O filme retrata três visões diferentes de um episódio da 2ª Guerra Mundial em que as forças britânicas precisaram evacuar cerca de 400 mil soldados encurralados na cidade de Dunquerque, ao norte da França. Os diferentes pontos de vista são de quem estava na terra, no ar e no mar (faltou fogo e coração pra poder chamar o Capitão Planeta). O legal é que cada uma das visões tem também um espaço de tempo distinto: os episódios em terra levaram uma semana, os do mar um dia, enquanto os do ar apenas uma hora.
Não há um personagem central na história, o que reforça a ideia de que, no calor da batalha de uma guerra, não há grandes heróis, como Hollywood gosta de defender. Os 400 mil soldados não têm nomes, não tem rostos, por isso dá até pra entender a escolha do Nolan em dividir as atenções. Apesar da tentativa, há dois personagens que se destacam: um pela razão e outro pela emoção. Um deles é o Comandante Bolton (Kenneth Branagh), o cara que fica lá no molhe controlando quem fica e quem pega o barquinho pra vazar. Ele é a razão na história: o cara que leu o roteiro e parece que sabe o que pode acontecer. Em outro extremo temos o Sr. Dawson (Mark Rylance), o dono de um barco de passeio que sai da Inglaterra para ajudar no resgate dos soldados em Dunquerque (sim, a coisa tava tão tensa que apelaram pra qualquer dono de barco ajudar no resgate). Dawson é a emoção do filme, é a visão do civil que não vai ficar sentado em casa esperando que os outros decidam a guerra por ele.
Há também o ponto de vista dos soldados em terra, tentando desesperadamente sair dali e do piloto Farrier (Tom Hardy), chamado para ajudar a abater a força aérea alemã que estava destruindo os navios que ajudavam na evacuação dos batalhões.
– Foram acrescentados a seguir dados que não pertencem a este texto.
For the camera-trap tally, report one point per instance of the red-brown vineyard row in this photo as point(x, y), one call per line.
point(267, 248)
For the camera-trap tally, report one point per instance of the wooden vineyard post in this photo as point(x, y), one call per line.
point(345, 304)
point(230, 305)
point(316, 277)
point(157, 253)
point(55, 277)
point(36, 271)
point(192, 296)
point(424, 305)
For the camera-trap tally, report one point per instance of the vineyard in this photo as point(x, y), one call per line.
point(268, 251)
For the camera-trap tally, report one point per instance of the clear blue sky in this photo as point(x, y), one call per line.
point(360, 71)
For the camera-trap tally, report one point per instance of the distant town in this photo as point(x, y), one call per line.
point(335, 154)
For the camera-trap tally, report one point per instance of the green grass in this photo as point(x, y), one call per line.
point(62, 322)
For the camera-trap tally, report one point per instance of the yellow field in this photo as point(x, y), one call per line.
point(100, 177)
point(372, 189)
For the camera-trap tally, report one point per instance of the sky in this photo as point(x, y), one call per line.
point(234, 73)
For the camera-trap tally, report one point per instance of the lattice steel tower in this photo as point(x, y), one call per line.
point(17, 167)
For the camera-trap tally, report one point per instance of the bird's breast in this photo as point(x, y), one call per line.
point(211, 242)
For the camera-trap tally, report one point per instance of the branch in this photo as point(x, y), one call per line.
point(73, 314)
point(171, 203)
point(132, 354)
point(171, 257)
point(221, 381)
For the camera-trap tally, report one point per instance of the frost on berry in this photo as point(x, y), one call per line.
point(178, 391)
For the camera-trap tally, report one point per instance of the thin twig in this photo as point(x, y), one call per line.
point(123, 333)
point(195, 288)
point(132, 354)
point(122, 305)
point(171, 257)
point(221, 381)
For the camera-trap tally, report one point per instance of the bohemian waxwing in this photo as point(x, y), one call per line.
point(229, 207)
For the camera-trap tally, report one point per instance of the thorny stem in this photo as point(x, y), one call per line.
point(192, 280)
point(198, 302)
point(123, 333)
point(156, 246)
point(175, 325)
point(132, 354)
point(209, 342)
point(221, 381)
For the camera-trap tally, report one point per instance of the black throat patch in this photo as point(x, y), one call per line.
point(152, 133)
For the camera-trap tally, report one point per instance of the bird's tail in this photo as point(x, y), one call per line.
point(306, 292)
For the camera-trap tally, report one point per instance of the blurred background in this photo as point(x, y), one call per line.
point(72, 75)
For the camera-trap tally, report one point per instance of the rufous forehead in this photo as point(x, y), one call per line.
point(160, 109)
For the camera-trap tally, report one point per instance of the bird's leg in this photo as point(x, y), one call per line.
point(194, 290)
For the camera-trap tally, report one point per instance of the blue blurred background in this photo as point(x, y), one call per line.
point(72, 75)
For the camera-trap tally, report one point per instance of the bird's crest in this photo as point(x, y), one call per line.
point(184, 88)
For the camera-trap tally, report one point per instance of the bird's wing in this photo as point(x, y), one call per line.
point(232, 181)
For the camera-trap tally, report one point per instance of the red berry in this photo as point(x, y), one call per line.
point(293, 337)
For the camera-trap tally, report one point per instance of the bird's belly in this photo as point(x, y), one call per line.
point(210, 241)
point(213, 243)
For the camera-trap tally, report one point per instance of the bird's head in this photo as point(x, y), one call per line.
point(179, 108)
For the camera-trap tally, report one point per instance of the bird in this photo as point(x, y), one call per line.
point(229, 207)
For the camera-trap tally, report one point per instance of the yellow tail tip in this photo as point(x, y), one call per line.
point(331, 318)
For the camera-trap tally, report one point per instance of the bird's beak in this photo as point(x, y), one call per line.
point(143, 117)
Aliás, a história do piloto é o que dá o melhor tom de suspense na história, já que ele tem o período de tempo mais curto e combustível limitado. Eu fico tensa só de lembrar.
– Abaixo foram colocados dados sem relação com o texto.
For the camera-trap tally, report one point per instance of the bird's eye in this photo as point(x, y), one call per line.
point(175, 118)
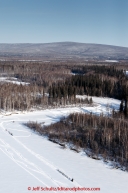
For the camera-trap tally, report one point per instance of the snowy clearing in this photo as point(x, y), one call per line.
point(30, 160)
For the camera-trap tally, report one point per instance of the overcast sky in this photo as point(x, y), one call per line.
point(44, 21)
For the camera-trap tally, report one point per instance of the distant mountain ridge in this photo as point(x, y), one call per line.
point(62, 50)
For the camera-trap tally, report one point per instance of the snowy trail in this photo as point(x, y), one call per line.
point(30, 167)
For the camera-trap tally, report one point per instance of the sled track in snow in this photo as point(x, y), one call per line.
point(25, 164)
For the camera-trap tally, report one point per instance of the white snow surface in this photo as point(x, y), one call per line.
point(30, 160)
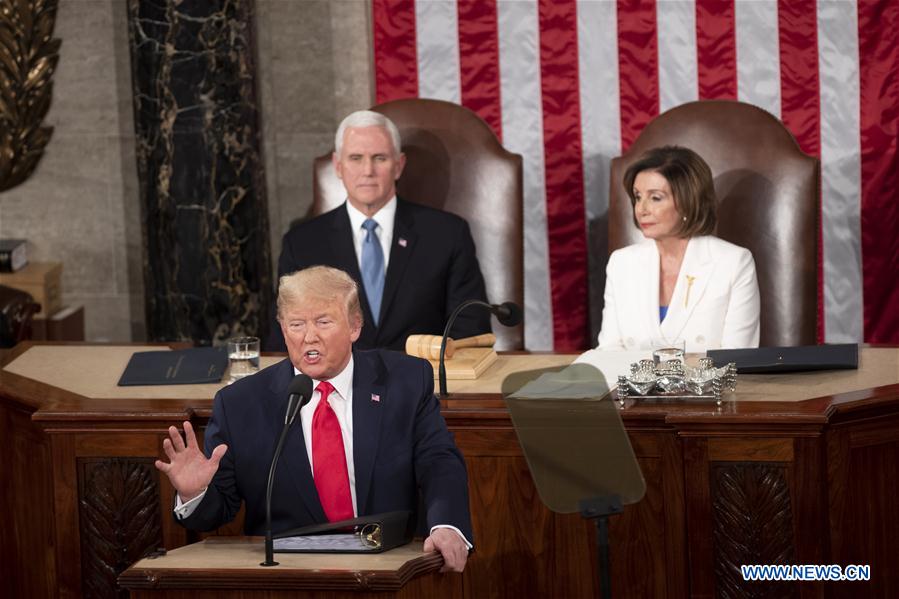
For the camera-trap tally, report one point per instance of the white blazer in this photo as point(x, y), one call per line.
point(718, 309)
Na parte técnica eu já entregaria os Oscars de mixagem e edição de som pra galera que trabalhou nesse filme. Em uma história com personagens pouco cativantes, é o som que acaba te trazendo pra dentro do filme. Aliás, para ter essa experiência procure o melhor cinema da sua cidade para assistir lá. Assistir na TV de casa ou, pior, no computador, é perder pelo menos metade do que o filme tem a oferecer.
Além do som, a própria direção do Nolan chama a atenção. Dirigir aquela galera toda de verdade, em um filme com mais de 6 mil extras e a dispensa daquele CGI exagerado que a maioria dos filmes de guerra usa não é nada fácil. Em termos de atuação não há grandes destaques. Os personagens não são aprofundados o suficiente para exigir atuações muito mirabolantes. Neste aspecto eu acho que o filme perde um pouco, o próprio Tom Hardy não é muito bem aproveitado. Mark Rylance e Kenneth Branagh ainda conseguem se destacar um pouquinho, mas nada memorável.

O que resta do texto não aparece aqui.